AUSTIN, Texas - After a week during which vaccination efforts in Central Texas were hampered by glitches and backlogs, things now appear to be headed in the right direction--though people in our area continue to be frustrated by the difficulty of booking an appointment.
However, a new drive-through vaccination program in Austin has some optimistic. Starting Saturday, the Toney Burger Center in South Austin will be home to Austin Public Health’s first drive-through vaccination site. APH will be doing a pilot program this weekend, where they expect to vaccinate 1,500 people. Once the site is fully ramped up, they expect to have the capacity to give shots to double that number going forward.
Up to this point, all Austin Public Health vaccine sites have been walk-in operations because drive-through sites require more staff and volunteers, but officials say they are now equipped to handle it. Shots will be given by appointment only and you can get more information about appointments here.
Meanwhile, Austin Public Health is now back on track after their vaccine signup portal crashed Monday night, kicking thousands of people out of line. Thursday night, people were able to log back on and book one of 4500 appointments. Officials say all of those appointments have now been filled.

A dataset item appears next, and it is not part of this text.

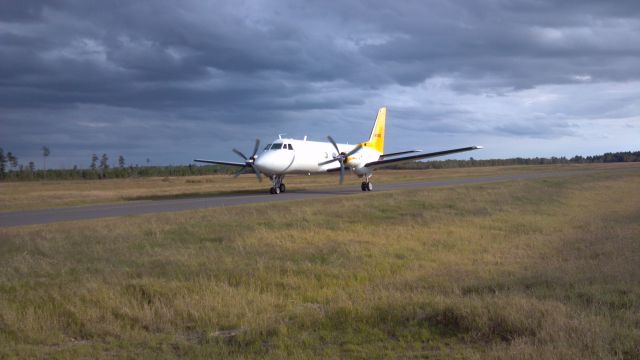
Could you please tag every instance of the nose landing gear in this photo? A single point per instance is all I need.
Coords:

After initially saying it could take weeks for people in Group 1C (ages 50 to 64) to be able to sign up, now folks in all three vaccination groups can sign up on the APH portal.

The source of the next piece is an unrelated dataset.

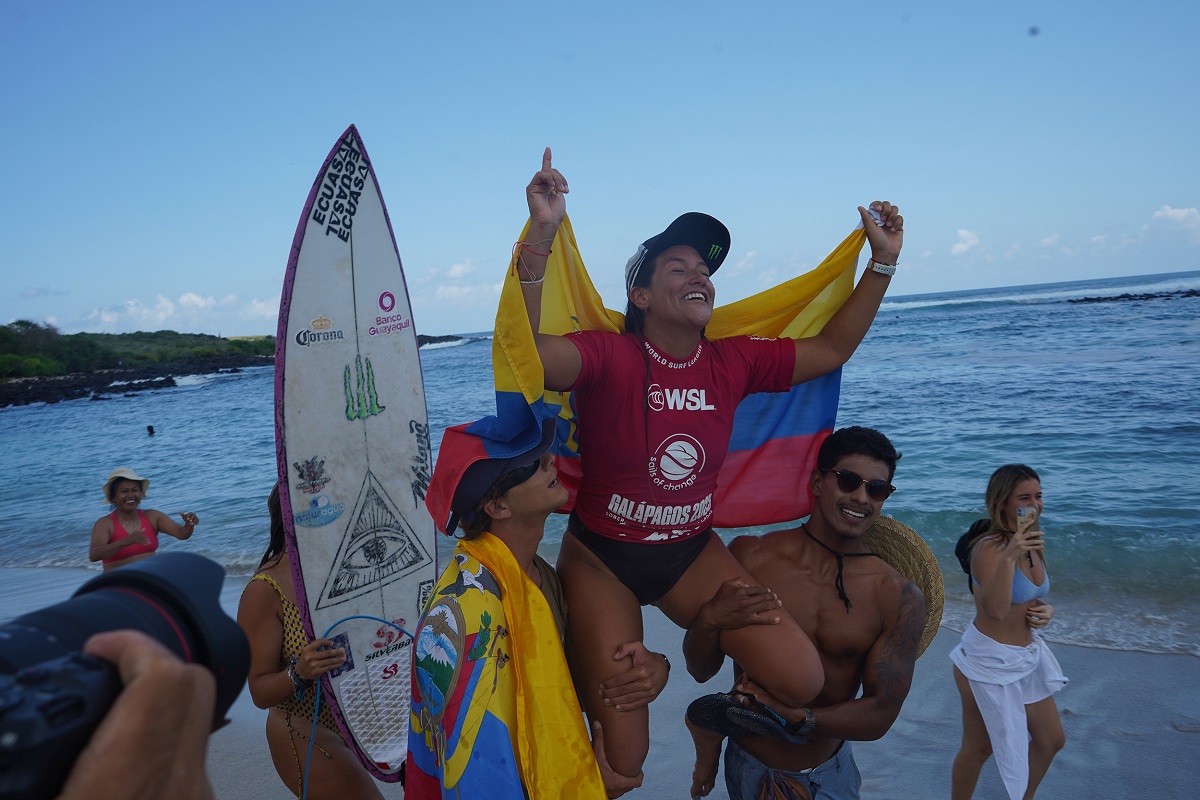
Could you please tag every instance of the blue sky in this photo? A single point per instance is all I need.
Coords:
(160, 154)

Despite the progress, Austin and Travis County continue to deal with a backlog of people waiting for vaccines, largely caused by a supply issue. Officials with Austin Public Health say they have the capacity to vaccinate up to 37,000 people every week, but since January they have been getting an average of just 12,000 Moderna first doses every week, followed by a batch of second doses four weeks later.
In Texas overall, just under three million people have been fully vaccinated as of Friday morning, with about 5.9 million having received at least one dose. Our state still lags behind many others in terms of doses administered per capita.